Gastautor Florian Schroeder: Der Satiriker beschäftigt sich seit Langem mit dem Aufstieg des Rechtspopulismus
Gastautor Florian Schroeder: Der Satiriker beschäftigt sich seit Langem mit dem Aufstieg des Rechtspopulismus
© Malte Ossowski/SVEN SIMON/
Das Jahr 2024 wird ein Schicksalsjahr für Deutschland. Die AfD könnte das Land im Zuge von Europawahl und mehreren Landtagswahlen nachhaltig verändern. Was bedeutet das für den Standort Deutschland?

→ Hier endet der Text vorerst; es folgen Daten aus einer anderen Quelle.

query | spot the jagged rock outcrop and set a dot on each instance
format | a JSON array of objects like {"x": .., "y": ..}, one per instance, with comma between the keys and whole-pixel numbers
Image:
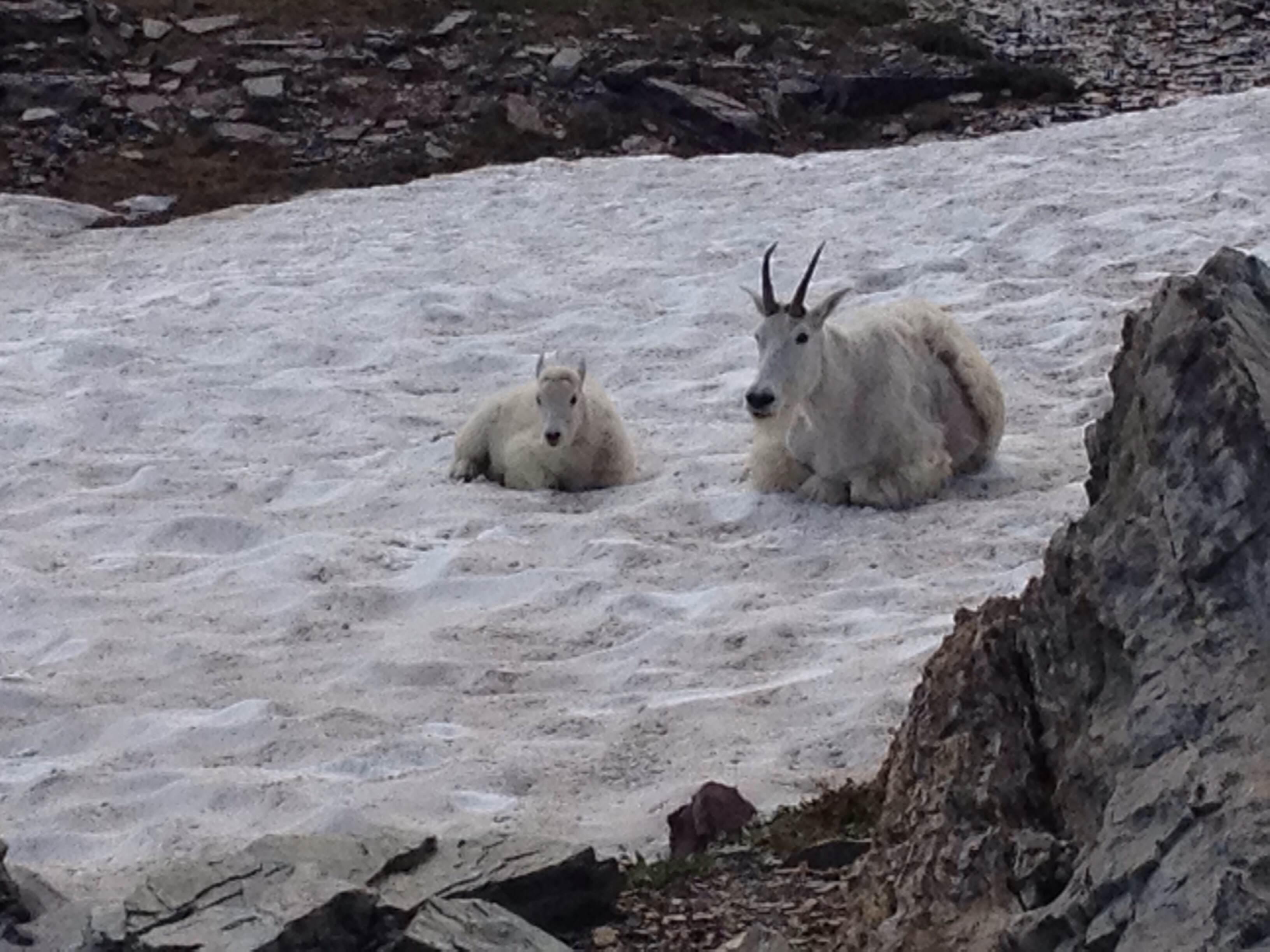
[
  {"x": 13, "y": 907},
  {"x": 1084, "y": 767}
]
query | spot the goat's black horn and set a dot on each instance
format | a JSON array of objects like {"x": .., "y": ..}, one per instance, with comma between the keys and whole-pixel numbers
[
  {"x": 797, "y": 309},
  {"x": 770, "y": 305}
]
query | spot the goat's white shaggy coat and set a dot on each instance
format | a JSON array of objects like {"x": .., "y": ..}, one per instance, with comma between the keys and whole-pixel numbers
[
  {"x": 881, "y": 409},
  {"x": 559, "y": 431}
]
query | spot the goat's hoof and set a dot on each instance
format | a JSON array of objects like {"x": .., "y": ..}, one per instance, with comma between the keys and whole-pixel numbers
[{"x": 464, "y": 470}]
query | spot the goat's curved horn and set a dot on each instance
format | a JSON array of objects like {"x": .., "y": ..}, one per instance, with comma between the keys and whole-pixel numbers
[
  {"x": 770, "y": 305},
  {"x": 797, "y": 309}
]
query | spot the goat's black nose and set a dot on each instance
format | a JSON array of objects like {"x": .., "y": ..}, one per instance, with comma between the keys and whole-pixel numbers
[{"x": 760, "y": 399}]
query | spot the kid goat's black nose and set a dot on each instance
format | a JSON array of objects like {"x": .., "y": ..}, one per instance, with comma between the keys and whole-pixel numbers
[{"x": 760, "y": 399}]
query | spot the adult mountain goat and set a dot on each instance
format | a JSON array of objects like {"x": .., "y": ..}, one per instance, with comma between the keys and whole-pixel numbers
[
  {"x": 879, "y": 410},
  {"x": 559, "y": 431}
]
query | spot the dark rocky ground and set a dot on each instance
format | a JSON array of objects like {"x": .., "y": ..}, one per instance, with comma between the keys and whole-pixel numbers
[{"x": 218, "y": 102}]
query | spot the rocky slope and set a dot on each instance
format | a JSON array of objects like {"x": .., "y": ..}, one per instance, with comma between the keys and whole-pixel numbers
[
  {"x": 205, "y": 103},
  {"x": 1084, "y": 767}
]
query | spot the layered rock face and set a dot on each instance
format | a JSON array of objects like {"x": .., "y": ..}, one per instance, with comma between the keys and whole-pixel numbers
[{"x": 1085, "y": 767}]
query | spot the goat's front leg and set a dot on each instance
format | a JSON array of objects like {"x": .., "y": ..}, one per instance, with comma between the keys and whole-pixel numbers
[
  {"x": 809, "y": 452},
  {"x": 819, "y": 489},
  {"x": 906, "y": 485},
  {"x": 802, "y": 441}
]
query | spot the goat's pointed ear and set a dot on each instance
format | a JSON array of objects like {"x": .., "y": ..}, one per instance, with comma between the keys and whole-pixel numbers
[
  {"x": 757, "y": 300},
  {"x": 819, "y": 314}
]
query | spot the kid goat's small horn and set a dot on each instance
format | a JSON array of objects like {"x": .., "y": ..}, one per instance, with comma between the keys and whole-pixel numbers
[
  {"x": 797, "y": 309},
  {"x": 770, "y": 305}
]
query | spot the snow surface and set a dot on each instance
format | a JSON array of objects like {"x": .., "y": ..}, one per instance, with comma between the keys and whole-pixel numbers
[{"x": 238, "y": 593}]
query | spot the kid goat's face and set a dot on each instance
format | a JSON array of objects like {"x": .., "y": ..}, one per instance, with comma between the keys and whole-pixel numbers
[{"x": 558, "y": 407}]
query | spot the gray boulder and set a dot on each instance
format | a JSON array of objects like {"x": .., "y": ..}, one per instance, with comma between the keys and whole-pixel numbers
[{"x": 1084, "y": 767}]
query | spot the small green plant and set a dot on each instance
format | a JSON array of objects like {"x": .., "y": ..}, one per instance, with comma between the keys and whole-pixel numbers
[
  {"x": 836, "y": 813},
  {"x": 643, "y": 875},
  {"x": 947, "y": 38}
]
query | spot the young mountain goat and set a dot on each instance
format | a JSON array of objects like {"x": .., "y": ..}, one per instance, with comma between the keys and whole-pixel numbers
[
  {"x": 559, "y": 431},
  {"x": 881, "y": 410}
]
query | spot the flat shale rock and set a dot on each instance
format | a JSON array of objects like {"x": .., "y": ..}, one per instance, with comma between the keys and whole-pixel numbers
[
  {"x": 280, "y": 893},
  {"x": 355, "y": 894},
  {"x": 732, "y": 120},
  {"x": 1084, "y": 767},
  {"x": 472, "y": 926},
  {"x": 553, "y": 885}
]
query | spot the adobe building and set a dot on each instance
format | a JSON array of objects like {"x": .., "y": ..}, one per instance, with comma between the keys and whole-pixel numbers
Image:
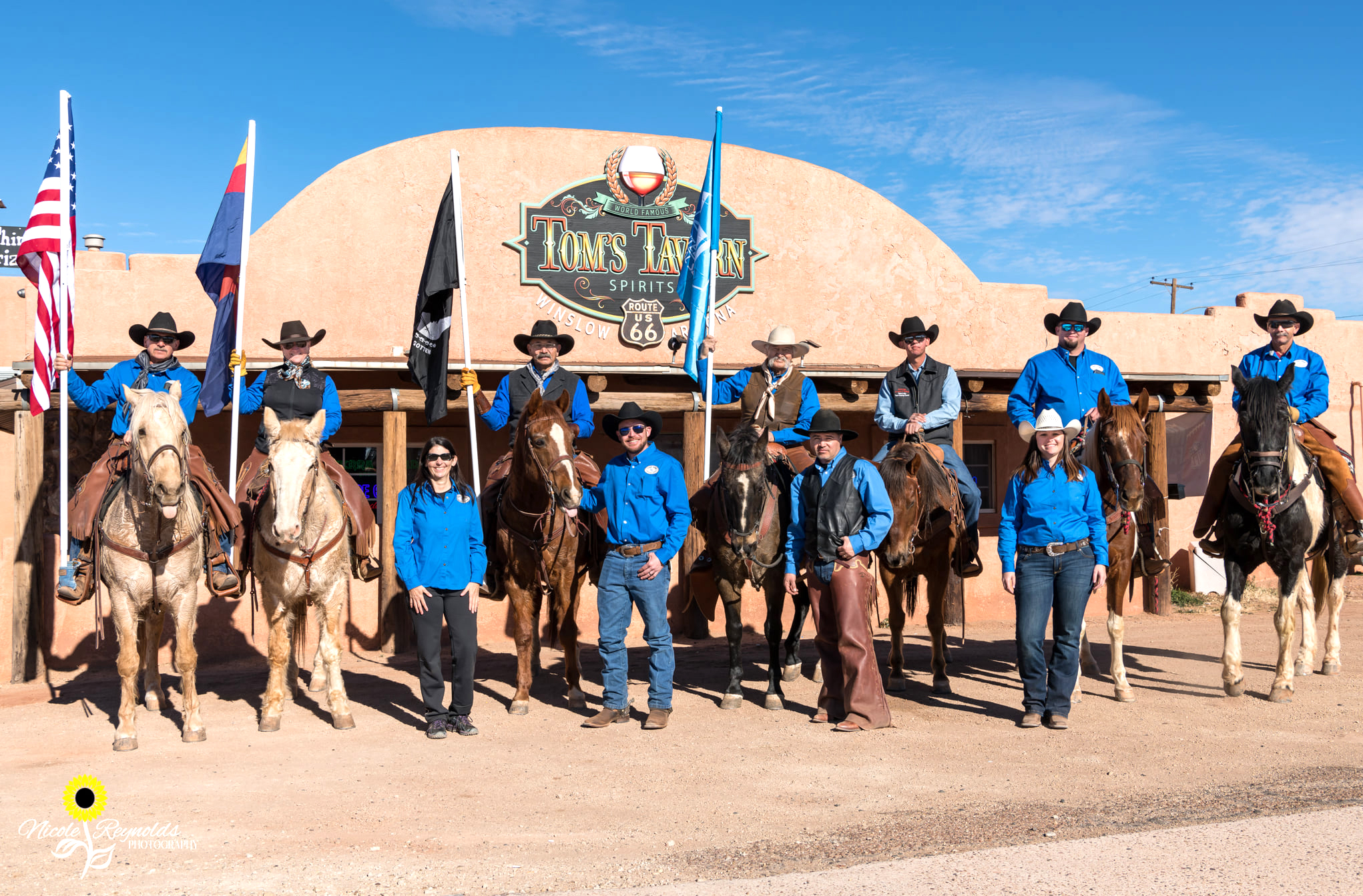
[{"x": 551, "y": 232}]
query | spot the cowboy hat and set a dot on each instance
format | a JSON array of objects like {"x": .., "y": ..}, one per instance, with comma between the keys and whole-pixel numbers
[
  {"x": 912, "y": 327},
  {"x": 782, "y": 336},
  {"x": 631, "y": 412},
  {"x": 1284, "y": 308},
  {"x": 1046, "y": 422},
  {"x": 543, "y": 330},
  {"x": 826, "y": 421},
  {"x": 163, "y": 324},
  {"x": 1073, "y": 314},
  {"x": 295, "y": 331}
]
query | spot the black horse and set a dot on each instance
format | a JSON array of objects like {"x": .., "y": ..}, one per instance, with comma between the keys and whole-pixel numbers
[{"x": 1276, "y": 510}]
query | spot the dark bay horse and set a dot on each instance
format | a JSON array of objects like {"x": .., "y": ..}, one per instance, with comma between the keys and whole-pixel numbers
[
  {"x": 928, "y": 520},
  {"x": 1278, "y": 511},
  {"x": 540, "y": 546},
  {"x": 746, "y": 536}
]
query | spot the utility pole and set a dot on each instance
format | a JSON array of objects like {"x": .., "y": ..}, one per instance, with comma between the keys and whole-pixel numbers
[{"x": 1174, "y": 292}]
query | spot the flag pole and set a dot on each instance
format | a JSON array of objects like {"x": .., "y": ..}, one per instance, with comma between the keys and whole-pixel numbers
[
  {"x": 476, "y": 472},
  {"x": 66, "y": 302},
  {"x": 242, "y": 307}
]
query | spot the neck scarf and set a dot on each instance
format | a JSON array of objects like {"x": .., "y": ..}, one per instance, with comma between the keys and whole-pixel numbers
[{"x": 150, "y": 367}]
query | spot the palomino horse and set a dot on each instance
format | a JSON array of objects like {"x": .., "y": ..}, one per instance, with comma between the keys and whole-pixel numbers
[
  {"x": 1276, "y": 510},
  {"x": 746, "y": 537},
  {"x": 928, "y": 520},
  {"x": 302, "y": 557},
  {"x": 541, "y": 546},
  {"x": 150, "y": 558}
]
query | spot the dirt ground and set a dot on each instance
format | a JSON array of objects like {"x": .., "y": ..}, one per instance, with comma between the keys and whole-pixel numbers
[{"x": 539, "y": 804}]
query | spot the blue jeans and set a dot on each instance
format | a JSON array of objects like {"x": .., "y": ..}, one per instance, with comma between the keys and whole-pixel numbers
[
  {"x": 1045, "y": 584},
  {"x": 969, "y": 490},
  {"x": 619, "y": 591}
]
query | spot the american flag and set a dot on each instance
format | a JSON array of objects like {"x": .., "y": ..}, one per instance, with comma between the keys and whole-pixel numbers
[{"x": 41, "y": 262}]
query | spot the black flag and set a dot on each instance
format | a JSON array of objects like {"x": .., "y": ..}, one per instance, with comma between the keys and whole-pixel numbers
[{"x": 430, "y": 356}]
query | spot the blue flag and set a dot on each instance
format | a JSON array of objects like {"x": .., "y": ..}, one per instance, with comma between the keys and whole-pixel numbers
[{"x": 694, "y": 281}]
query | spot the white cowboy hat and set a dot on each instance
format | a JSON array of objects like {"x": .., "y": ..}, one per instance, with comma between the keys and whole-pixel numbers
[
  {"x": 782, "y": 336},
  {"x": 1049, "y": 421}
]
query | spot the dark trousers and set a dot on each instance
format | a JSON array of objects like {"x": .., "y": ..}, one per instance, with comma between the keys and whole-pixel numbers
[
  {"x": 464, "y": 648},
  {"x": 1047, "y": 584}
]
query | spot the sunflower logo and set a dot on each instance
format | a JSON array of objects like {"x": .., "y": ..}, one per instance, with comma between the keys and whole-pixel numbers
[{"x": 85, "y": 799}]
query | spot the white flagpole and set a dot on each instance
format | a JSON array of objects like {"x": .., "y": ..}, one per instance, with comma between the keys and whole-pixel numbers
[
  {"x": 66, "y": 300},
  {"x": 476, "y": 472},
  {"x": 242, "y": 307}
]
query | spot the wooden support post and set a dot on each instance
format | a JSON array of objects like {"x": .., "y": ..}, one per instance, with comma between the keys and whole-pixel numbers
[
  {"x": 26, "y": 612},
  {"x": 1157, "y": 594},
  {"x": 393, "y": 618}
]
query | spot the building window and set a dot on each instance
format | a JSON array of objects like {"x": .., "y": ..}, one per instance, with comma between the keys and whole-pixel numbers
[{"x": 979, "y": 460}]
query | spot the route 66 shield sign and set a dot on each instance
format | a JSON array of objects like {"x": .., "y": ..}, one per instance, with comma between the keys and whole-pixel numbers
[{"x": 642, "y": 323}]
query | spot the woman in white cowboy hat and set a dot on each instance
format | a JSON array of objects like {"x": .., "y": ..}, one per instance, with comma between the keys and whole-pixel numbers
[{"x": 1053, "y": 542}]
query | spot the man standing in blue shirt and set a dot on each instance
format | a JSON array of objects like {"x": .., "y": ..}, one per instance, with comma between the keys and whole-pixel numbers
[
  {"x": 840, "y": 512},
  {"x": 643, "y": 492},
  {"x": 922, "y": 398},
  {"x": 1308, "y": 400}
]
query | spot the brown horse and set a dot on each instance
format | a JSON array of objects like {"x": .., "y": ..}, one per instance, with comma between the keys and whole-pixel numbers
[
  {"x": 928, "y": 520},
  {"x": 541, "y": 544}
]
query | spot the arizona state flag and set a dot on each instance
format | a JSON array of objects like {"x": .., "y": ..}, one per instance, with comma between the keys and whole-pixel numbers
[
  {"x": 430, "y": 356},
  {"x": 220, "y": 266}
]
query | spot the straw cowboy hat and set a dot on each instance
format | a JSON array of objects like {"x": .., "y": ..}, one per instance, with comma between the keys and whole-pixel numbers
[
  {"x": 912, "y": 327},
  {"x": 163, "y": 324},
  {"x": 543, "y": 330},
  {"x": 782, "y": 336},
  {"x": 1284, "y": 308},
  {"x": 295, "y": 331},
  {"x": 1073, "y": 314},
  {"x": 1049, "y": 421}
]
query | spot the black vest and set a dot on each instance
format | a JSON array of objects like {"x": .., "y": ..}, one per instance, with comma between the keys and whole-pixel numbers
[
  {"x": 832, "y": 511},
  {"x": 922, "y": 396},
  {"x": 288, "y": 401},
  {"x": 521, "y": 386}
]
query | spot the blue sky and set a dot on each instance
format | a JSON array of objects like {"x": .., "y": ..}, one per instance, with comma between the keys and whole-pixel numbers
[{"x": 1070, "y": 145}]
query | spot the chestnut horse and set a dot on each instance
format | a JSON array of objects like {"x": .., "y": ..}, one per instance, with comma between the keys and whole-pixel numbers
[
  {"x": 928, "y": 520},
  {"x": 541, "y": 544}
]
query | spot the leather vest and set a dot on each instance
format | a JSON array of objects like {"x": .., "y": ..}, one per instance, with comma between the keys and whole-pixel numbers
[
  {"x": 521, "y": 386},
  {"x": 753, "y": 404},
  {"x": 922, "y": 396},
  {"x": 833, "y": 510},
  {"x": 288, "y": 401}
]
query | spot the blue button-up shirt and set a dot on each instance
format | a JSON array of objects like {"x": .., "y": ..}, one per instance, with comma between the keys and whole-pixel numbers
[
  {"x": 646, "y": 500},
  {"x": 1069, "y": 384},
  {"x": 731, "y": 390},
  {"x": 109, "y": 388},
  {"x": 950, "y": 409},
  {"x": 438, "y": 540},
  {"x": 1310, "y": 392},
  {"x": 867, "y": 482},
  {"x": 1051, "y": 510}
]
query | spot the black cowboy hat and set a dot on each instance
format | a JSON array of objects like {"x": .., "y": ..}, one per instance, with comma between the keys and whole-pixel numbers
[
  {"x": 912, "y": 327},
  {"x": 161, "y": 324},
  {"x": 543, "y": 330},
  {"x": 1284, "y": 308},
  {"x": 1073, "y": 314},
  {"x": 826, "y": 421},
  {"x": 631, "y": 412},
  {"x": 295, "y": 331}
]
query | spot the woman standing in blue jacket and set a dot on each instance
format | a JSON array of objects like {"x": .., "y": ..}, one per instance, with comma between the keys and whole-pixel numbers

Spätestens auf dem Weg in den Weihnachtsurlaub, am Flughafen, ist es wieder sonnenklar geworden: Liegengebliebene Koffer, Maschinen, die weder losfliegen, noch landen können, weil keiner da ist, der bereit wäre, sie aufzunehmen. Der Satz „Wir wurden hier noch nicht erwartet und haben darum keinen Finger“ ist fast allen Reisenden bekannt. 

Deutschland hat ein Fachkräfteproblem – und zwar in allen Bereichen. Es ist nur die Speerspitze eines Problems, das täglich größer wird. Deutschland hat zum einen zu wenige Fachkräfte, es wollen aber auch kaum welche hierhin kommen. Das ist eine verstörende Diagnose für ein Land, das sich doch seit Jahrzehnten verlässlich als Ziel und Erfüllungsraum großer Lebensträume sah. Unausgesprochen galt: Wer nicht auf unsere kleine Scholle kommen will, der muss ein Problem haben – nicht wir. Das hat sich im Lauf der Jahre verkehrt. Heute haben wir das Problem, dass wir das Eiland offensichtlich nicht mehr sind, für das wir uns lange hielten. Verwirrt blinzelnd muss dieses ordentliche, von seiner Bürokratie-verliebten Funktionsfähigkeit getriebene Land langsam die Augen öffnen.

Und was es da sieht, die nackten Zahlen, sind zunächst kein Grund zur Freude. Die Zahlen sind ernüchternd: Der aktuelle Expat Insider Survey 2023 von InterNations, dem weltweit größten Netzwerk für Expatriates, zeigt, dass internationale Fachkräfte und Talente einen großen Bogen um Deutschland machen. Im internationalen Ranking belegen wir Platz 49 von 53. Das ist eine schallende Ohrfeige, erst recht, weil die Gründe so naheliegend sind: mangelnde Digitalisierung, Sprachprobleme und Unfreundlichkeit. Plus schlechtes Wetter.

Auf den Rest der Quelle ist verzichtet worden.